Liverpool could not compete with Manchester City, Jurgen Klopp had claimed. And over 38 games this season, he may be right, with the gap still standing at 10 points. But over 90 febrile, fantastic minutes, Liverpool ended the champions’ unbeaten start, offering a reminder of why Anfield remains Pep Guardiola’s bogey ground and Klopp his toughest opponent.
Liverpool have made a premature departure from the title race this season and Klopp exited a famous victory early, sent off for yelling in the assistant referee Gary Beswick’s ear. His disciplinary record may have deteriorated but on the pitch, he improved an already remarkable statistic. He extended his unrivalled number of wins against Guardiola to 12 and the context made this one of the greatest.
The Reds went from their worst start to a season under him to their best performance since April with a brilliant, blistering display. Whatever the financial disparity between them and City that Klopp referenced on Friday, they demonstrated they can defeat them on the pitch. There was no inferiority complex where it mattered most.
If Liverpool had been a shadow of themselves this season, the same felt true of Mohamed Salah. Yet the defining rivalry in the Premier League in recent years spurred the Footballer of the Year back to a state of high-speed superiority.
Erling Haaland seems destined to succeed him as the Golden Boot winner, but Salah was the scorer in their first Premier League duel. After five games without a goal, he scored one that established a four-point lead at the division’s summit: but for Arsenal, not Liverpool or City.
Yet everything else felt a subplot on a day that illustrated why the Guardiola-Klopp rivalry can be so compelling.
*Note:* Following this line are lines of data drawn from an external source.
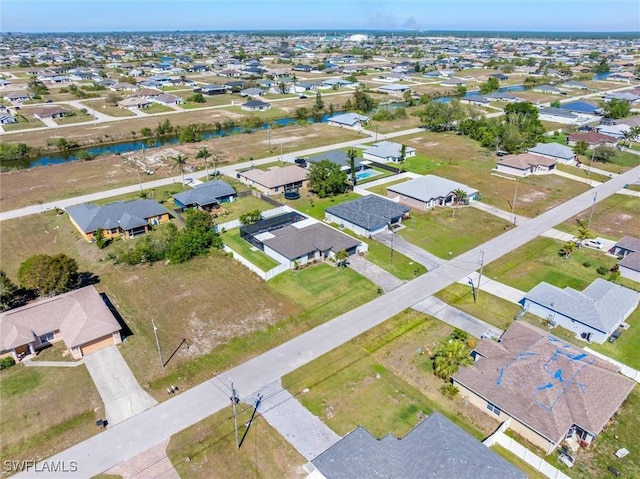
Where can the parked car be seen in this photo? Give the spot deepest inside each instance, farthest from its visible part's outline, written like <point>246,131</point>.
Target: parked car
<point>593,244</point>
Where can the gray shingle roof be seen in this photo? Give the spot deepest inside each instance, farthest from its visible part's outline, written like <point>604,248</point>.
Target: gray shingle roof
<point>545,382</point>
<point>127,215</point>
<point>435,448</point>
<point>205,193</point>
<point>602,305</point>
<point>369,212</point>
<point>430,187</point>
<point>555,150</point>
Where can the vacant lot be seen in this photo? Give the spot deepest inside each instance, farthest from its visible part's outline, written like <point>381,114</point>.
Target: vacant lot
<point>539,261</point>
<point>45,410</point>
<point>462,159</point>
<point>447,232</point>
<point>613,218</point>
<point>208,449</point>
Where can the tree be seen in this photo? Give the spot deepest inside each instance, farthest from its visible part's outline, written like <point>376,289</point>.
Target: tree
<point>8,292</point>
<point>205,155</point>
<point>604,153</point>
<point>581,147</point>
<point>492,84</point>
<point>48,274</point>
<point>341,258</point>
<point>450,357</point>
<point>327,179</point>
<point>352,155</point>
<point>251,217</point>
<point>180,161</point>
<point>615,108</point>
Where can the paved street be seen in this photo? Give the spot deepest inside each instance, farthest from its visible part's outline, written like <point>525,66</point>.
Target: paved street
<point>138,434</point>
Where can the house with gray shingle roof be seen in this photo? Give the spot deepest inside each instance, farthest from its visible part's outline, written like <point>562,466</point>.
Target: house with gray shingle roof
<point>129,219</point>
<point>436,448</point>
<point>429,191</point>
<point>368,215</point>
<point>593,314</point>
<point>549,390</point>
<point>205,196</point>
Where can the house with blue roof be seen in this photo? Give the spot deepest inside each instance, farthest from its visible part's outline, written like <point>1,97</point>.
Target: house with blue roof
<point>128,219</point>
<point>205,196</point>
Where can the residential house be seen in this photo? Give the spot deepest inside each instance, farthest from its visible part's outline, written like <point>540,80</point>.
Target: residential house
<point>555,151</point>
<point>295,240</point>
<point>205,196</point>
<point>79,318</point>
<point>628,250</point>
<point>349,120</point>
<point>525,164</point>
<point>368,215</point>
<point>428,191</point>
<point>388,151</point>
<point>256,105</point>
<point>593,314</point>
<point>592,138</point>
<point>276,179</point>
<point>547,389</point>
<point>129,219</point>
<point>435,448</point>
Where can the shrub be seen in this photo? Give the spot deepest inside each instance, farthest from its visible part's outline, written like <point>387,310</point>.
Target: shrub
<point>6,363</point>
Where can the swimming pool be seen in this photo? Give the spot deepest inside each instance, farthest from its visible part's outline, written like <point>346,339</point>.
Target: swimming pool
<point>363,175</point>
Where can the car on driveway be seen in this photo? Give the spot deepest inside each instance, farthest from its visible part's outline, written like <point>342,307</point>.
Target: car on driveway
<point>593,244</point>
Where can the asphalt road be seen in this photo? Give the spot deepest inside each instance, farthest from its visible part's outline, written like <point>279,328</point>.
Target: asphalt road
<point>131,437</point>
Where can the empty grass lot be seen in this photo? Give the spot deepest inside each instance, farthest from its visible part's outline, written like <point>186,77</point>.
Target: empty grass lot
<point>45,410</point>
<point>211,449</point>
<point>232,239</point>
<point>539,261</point>
<point>440,234</point>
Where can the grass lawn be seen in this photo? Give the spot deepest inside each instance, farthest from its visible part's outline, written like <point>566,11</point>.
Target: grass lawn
<point>110,110</point>
<point>232,239</point>
<point>440,234</point>
<point>401,266</point>
<point>489,308</point>
<point>539,261</point>
<point>311,205</point>
<point>211,449</point>
<point>461,159</point>
<point>46,410</point>
<point>614,217</point>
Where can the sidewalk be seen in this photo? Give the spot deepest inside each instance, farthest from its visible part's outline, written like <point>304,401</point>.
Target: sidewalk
<point>456,318</point>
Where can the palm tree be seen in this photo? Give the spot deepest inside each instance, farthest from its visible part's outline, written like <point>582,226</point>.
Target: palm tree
<point>180,160</point>
<point>204,154</point>
<point>450,357</point>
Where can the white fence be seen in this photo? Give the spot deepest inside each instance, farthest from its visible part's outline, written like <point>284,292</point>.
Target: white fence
<point>535,461</point>
<point>624,369</point>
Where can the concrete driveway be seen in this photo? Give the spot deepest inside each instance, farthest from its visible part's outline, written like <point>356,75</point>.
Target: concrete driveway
<point>120,392</point>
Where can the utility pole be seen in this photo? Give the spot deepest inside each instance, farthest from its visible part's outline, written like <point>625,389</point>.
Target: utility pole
<point>155,332</point>
<point>593,205</point>
<point>235,400</point>
<point>480,276</point>
<point>513,204</point>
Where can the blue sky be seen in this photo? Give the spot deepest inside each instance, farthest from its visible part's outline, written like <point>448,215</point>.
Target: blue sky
<point>145,15</point>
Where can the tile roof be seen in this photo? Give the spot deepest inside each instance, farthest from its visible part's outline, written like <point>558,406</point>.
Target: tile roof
<point>546,383</point>
<point>302,238</point>
<point>80,315</point>
<point>369,212</point>
<point>602,305</point>
<point>434,449</point>
<point>205,193</point>
<point>276,176</point>
<point>429,187</point>
<point>126,215</point>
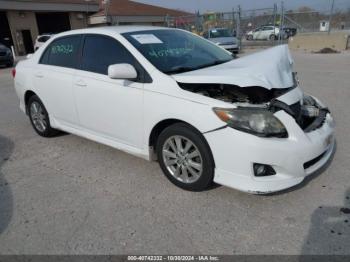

It was ferocious in pace, audacious in ambition and heated in temper.
Perhaps Thiago Alcantara should have been sent off for upending Rodri; Bernardo Silva’s challenge on Salah, which so aggravated Klopp, was scarcely perfectly timed, either, and the controversy extended to a disallowed goal that Guardiola may feel continues his tradition of misfortune at Anfield. But it was fast and frenzied, fabulous entertainment in a messy epic.
Even the manner of the winner was extraordinary, with a goal set up by the goalkeeper. Alisson already has an assist against Manchester United to his name. He added one against Man City with a long pass that was pinpoint in its accuracy, taking out most of the players on the pitch, and finding Salah. Not Joao Cancelo, who should have stopped the Egyptian, but he spun away and slotted a shot past Ederson.
City may have been given false hope a few minutes earlier when Klopp made a triple substitution and Salah’s number went up. It transpired it was a mistake: he stayed on and struck. Instead, two changes brought on Darwin Nunez and a fit-again Trent Alexander-Arnold, each of whom should have doubled the lead at the death.
Liverpool had recaptured their intensity and identity, mustering the kind of fast start they have lacked too often this season and which has blown City away at times in the past. Not here, though: while Diogo Jota and Andy Robertson could have broken the deadlock, it was goalless at the break and City were the first to have the ball in the net.
Briefly, it seemed as though Phil Foden had celebrated his new five-year contract with the opener, the Mancunian slotting home after Haaland had challenged Alisson, with the goalkeeper feeling he had the ball in his grasp. After referee Anthony Taylor went to the monitor, a foul was given: not on Alisson, but Fabinho, when Haaland grabbed a handful of red jersey to drag the Liverpool midfielder down seconds earlier.
The City manager’s reaction seems destined to become a meme. It was not the first time Guardiola has ended up gesturing histrionically and yelling ineffectually on the Anfield touchline as he has been barracked; this time, strangely, he seemed to be urging them to be louder.
It came in an astonishing few minutes early in the second half, sandwiched by two moments when Liverpool were inches from leading. Klopp had taken the lessons from Salah’s hat-trick at Rangers and fielded him as a striker, demoting Nunez and sparing him comparisons with Haaland.
And, even before he scored, Salah was outstanding. A couple of minutes before Foden’s disallowed goal, he was denied by a sensational save from Ederson, tipping the ball wide. Salah had been sent scurrying clear by Roberto Firmino and the slightest of touches meant that, from a City perspective, the ball was diverted the right side of the post. A couple of minutes later, he crossed with nonchalant deftness and Jota headed against the outside of the post.
Klopp’s choices were vindicated, but there was a bravery to playing 4-2-3-1, to dropping Jordan Henderson and picking Harvey Elliott. Necessity meant James Milner was up against Foden but the veteran proved doughty. Joe Gomez was terrific and ended up with the player-of-the-match award. Alongside him, Virgil van Dijk returned to form, a colossus delivering against the best.
But well as each played, it feels impossible to keep Haaland completely quiet. Instead, as Liverpool joined Bournemouth in a select band to stop him from scoring in the Premier League, he still had chances. Alisson held a Haaland chip when the giant tried the subtle approach. Kevin de Bruyne first hooked a ball into his path, then delivered a curled cross. The first headed was directed over, the second at Alisson. After the break, the Brazilian clawed away a low shot.
It seemed his most meaningful contribution until the goalkeeper released Salah, he sprinted away and Liverpool had not just competed with City. They had beaten them.